Large Scale Substitution-based Word Sense Induction
This addresses the problem of scalable and accurate word-sense induction for NLP applications, offering a data-driven approach that can handle large corpora and domain-specific senses, though it is incremental as it builds on existing MLM techniques.
The authors tackled word-sense induction by using pre-trained masked language models to scale efficiently, resulting in high-quality sense-tagging on English Wikipedia that outperforms methods like Babelfy and produces senseful embeddings that beat existing ones on datasets such as WiC.

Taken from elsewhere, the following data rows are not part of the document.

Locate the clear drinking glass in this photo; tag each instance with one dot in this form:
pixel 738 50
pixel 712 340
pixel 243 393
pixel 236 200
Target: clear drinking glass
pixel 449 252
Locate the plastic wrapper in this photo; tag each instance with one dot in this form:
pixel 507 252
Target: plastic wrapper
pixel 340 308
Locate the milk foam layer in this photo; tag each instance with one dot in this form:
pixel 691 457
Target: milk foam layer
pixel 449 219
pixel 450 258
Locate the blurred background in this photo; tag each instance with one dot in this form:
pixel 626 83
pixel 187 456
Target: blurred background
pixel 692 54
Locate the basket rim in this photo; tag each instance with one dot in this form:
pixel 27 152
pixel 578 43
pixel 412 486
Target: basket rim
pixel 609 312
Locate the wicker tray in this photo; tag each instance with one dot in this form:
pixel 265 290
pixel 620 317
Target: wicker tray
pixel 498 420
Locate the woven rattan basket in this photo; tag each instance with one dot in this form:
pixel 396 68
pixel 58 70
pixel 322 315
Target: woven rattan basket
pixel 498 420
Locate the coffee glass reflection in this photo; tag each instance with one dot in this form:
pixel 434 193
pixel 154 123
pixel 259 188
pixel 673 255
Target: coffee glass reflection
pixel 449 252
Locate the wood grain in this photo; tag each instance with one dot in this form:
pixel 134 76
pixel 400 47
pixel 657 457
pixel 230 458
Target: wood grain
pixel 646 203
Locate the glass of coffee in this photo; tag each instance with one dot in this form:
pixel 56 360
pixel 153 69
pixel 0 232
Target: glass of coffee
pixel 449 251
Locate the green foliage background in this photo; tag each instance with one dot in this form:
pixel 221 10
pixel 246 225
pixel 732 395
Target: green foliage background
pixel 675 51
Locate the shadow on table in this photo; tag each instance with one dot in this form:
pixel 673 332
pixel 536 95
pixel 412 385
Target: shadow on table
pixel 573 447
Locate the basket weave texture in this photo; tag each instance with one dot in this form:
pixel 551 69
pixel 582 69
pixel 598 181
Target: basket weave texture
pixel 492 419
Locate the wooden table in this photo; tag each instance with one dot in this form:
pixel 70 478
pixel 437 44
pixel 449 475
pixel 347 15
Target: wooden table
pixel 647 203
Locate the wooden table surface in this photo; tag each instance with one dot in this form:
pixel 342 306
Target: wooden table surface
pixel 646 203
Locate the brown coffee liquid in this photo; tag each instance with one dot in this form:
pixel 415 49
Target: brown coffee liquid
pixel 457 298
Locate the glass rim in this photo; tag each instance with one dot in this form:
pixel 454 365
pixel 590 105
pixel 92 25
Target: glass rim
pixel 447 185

We present a word-sense induction method based on pre-trained masked language models (MLMs), which can cheaply scale to large vocabularies and large corpora. The result is a corpus which is sense-tagged according to a corpus-derived sense inventory and where each sense is associated with indicative words. Evaluation on English Wikipedia that was sense-tagged using our method shows that both the induced senses, and the per-instance sense assignment, are of high quality even compared to WSD methods, such as Babelfy. Furthermore, by training a static word embeddings algorithm on the sense-tagged corpus, we obtain high-quality static senseful embeddings. These outperform existing senseful embeddings methods on the WiC dataset and on a new outlier detection dataset we developed. The data driven nature of the algorithm allows to induce corpora-specific senses, which may not appear in standard sense inventories, as we demonstrate using a case study on the scientific domain.